Air conditioning?  In San Francisco, we almost never need it, while most other regions of the country, including many parts of California, rely on air conditioning to survive.  I remember some vivid examples.  On one sweltering summer day in Ann Arbor, Michigan, my husband and mother joined me at Ann Arbor’s famed outdoor art festival.  I was surveying the artwork when l glanced at my mother’s face.  It was bright red.
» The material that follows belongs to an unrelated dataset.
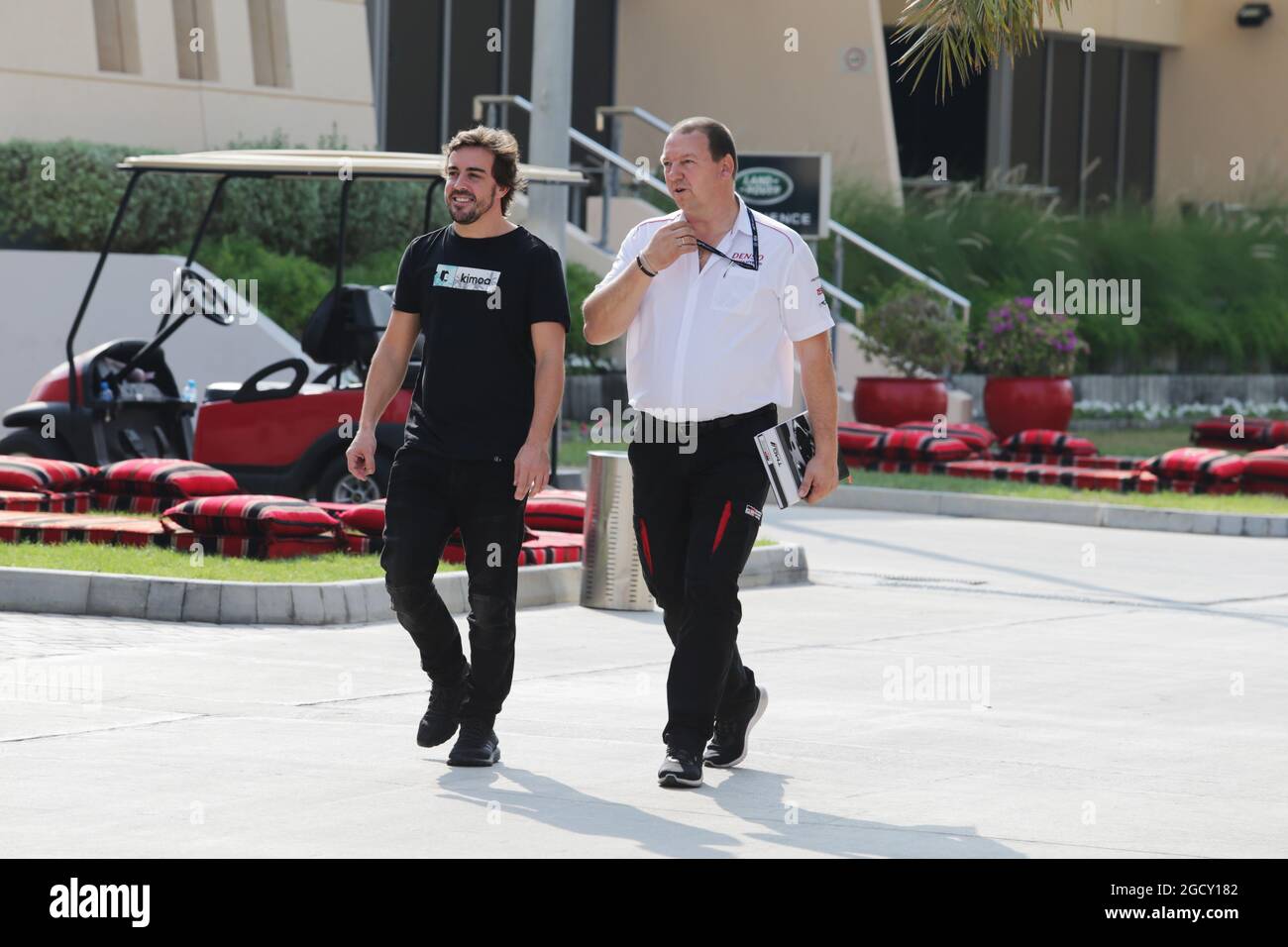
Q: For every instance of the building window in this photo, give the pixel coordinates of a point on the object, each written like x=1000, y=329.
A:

The thermometer on a nearby building read 99 degrees, and the humidity felt just as high.  We quickly abandoned the art festival and fled to our air-conditioned apartment.  On a recent trip to Boston, I was barely able to drag myself from the Harvard Square “T” to my daughter’s air-conditioned Cambridge apartment just a few blocks away, when both the temperature and the humidity hit 90-plus.  And don’t get me started on places like Arizona and Texas.

Here in San Francisco we save the financial cost of air conditioning, not to mention any feelings of guilt arising from  its demand on our energy resources.  And we don’t have to suffer the physical jolt of going from intense heat to intense cold every time we enter a super-air-conditioned building.

Our weather has another stellar feature.  Because San Franciscans can revel in sunshine and moderate temperatures all year long, we can spend much more time outdoors than most other Americans.  We’re not confined to exercising in sterile gray-walled fitness centers.  We have much better options.  I wake up every day almost certain that I’ll be able to take a walk, hike, or bike ride before the sun sets.

I don’t even mind the San Francisco fog that occasionally envelops the city.  Au contraire.  I think it creates a kind of magical aura over the city.  So long you remember to carry a light jacket, and drivers are careful maneuvering their vehicles in the fog, it really doesn’t have much of a downside.  Besides, if you want to escape the fog, you need travel only a short distance from the city in any direction.  The microclimates surrounding us are almost always fog-free.

Of course, life in San Francisco has its flaws.  For one thing, housing is more expensive than that in other cities (with the possible exception of NYC).  Rents are high, and on the rise as the city’s economy gets better and better, while buying a house in the most desirable neighborhoods has become more costly than ever.  And San Franciscans are constantly under the shadow of “The Big One.”  Perched as we are on the Pacific Rim, the threat of a major earthquake never really goes away.

But those of us who live here are willing to take those negatives along with all the positive features of life in the city.  Count me in.  I’m genuinely happy in my new hometown and especially delighted with its weather.  And when I recently came across the following story, reprinted from the San Francisco Chronicle of July 15, 1937, I realized that my reaction to the city’s weather is very much like that of a famous writer’s over 75 years ago.

The Chronicle reported:

Ernest Hemingway arrived in San Francisco yesterday ‘to get cool.’ On his first visit to [the city], he gulped in a few cubic yards of fog shortly after stepping from a …plane at [the airport] and sighed: ‘Say, this is great. After frying in New York, stewing down in Florida and sweltering in Los Angeles, this is something….  I can’t for the life of me see why anybody would ever move out of San Francisco, particularly in the summertime.’

Hey, Papa, when it comes to weather, we’re on the same page!